Cuando era joven, me sentí herido ante aquella sentencia del filósofo:“Homo homini lupus”, el hombre no puede ver un lobo en su semejante. Dios salva al mundo cuando nos dice: “Amaos unos a otros como yo os he amado”. Y la prueba de su gran amor es que muere por nosotros en una cruz.
En estos tiempos de cuarentena, aplaudimos y celebramos a todos aquellos que, imitando ese amor que Cristo ha querido implantar entre los hombres, se han entregado al servicio de los enfermos por el coronavirus arriesgando a veces sus propias vidas. Quizá no han reconocido el rostro de Cristo entre los enfermos, pero Cristo les reconocerá y les colocará en su gloria al final de los tiempos.
Algo nuevo está naciendo
China, Italia, Irán, Estados Unidos, España, Francia, Japón, Senegal, África del Sur, Corea, Ruanda… Tantos países luchando contra el coronavirus nos ofrecen la imagen de un mundo nuevo que está naciendo en la colaboración para acabar con este virus tan dañino. La victoria será la victoria de todos unidos. La vacuna será la de muchos investigadores que hablan diferentes lenguas. En esta lucha codo a codo nacen nuevas amistades. Las rencillas dejan paso a la colaboración. Los que han muerto en China o mueren en Italia, España o Japón son nuestros muertos. Algo nuevo está naciendo…
Ya no nos basta que en España lleguemos a desterrar el coronavirus. Porque queremos admirar la belleza del Kilimanjaro, y no podremos viajar hasta Tanzania si también allí el coronavirus está presente. Tampoco podremos visitar a nuestros vecinos de Marruecos, si nos espera escondido en el desierto de Marrakech el fantasma del coronavirus. Solo la paz será total cuando el coronavirus haya desaparecido definitivamente de cualquier rincón de nuestro mundo.
Nos alegramos con los que fueron infectados por este virus y ahora, felices, celebran su salud recuperada. Nuestra felicitación va también para los que con tanta generosidad han luchado para que esta felicidad sea posible. Todos esperamos que los esfuerzos prodigados en la lucha contra el coronavirus culminen con su destierro más allá de nuestras fronteras.
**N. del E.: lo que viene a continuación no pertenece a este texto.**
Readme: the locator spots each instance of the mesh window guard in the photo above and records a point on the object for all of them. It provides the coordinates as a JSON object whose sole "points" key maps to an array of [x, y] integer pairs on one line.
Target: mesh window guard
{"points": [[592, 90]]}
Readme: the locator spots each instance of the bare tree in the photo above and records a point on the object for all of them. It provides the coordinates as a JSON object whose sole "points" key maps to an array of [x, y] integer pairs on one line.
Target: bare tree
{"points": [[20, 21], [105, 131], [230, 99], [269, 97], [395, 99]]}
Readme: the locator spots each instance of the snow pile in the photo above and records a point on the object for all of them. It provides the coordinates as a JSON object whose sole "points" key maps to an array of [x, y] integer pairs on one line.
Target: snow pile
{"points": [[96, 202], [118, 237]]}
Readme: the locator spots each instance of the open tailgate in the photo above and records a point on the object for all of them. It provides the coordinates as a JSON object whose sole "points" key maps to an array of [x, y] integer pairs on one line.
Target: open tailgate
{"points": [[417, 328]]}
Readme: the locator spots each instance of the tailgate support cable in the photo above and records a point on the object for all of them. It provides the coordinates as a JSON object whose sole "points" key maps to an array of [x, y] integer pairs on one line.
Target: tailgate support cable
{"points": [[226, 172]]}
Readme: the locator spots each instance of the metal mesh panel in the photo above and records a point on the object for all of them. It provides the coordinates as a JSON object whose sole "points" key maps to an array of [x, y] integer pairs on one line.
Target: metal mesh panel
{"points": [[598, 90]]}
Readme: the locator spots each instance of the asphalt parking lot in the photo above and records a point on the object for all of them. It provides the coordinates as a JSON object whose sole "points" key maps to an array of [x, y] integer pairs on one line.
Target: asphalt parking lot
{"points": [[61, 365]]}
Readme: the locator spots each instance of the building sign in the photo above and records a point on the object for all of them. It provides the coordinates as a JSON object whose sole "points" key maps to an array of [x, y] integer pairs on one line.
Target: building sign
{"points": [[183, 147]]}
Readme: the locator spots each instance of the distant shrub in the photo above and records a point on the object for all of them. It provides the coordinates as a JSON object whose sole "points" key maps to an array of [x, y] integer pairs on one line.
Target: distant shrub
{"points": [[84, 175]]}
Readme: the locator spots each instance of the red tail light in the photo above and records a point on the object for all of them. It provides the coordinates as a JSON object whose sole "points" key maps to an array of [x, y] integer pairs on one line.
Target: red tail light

Pero no podemos olvidarnos de los países pobres, que carecen de nuestros medios económicos y que viven atenazados por el miedo de que este virus contamine los que allí viven. Solo la solidaridad internacional podrá hacer que puedan disponer de lo necesario para derrotar al coronavirus. La victoria será la del espíritu de familia que Dios ha querido que reine en nuestro mundo, donde todos somos sus hijos.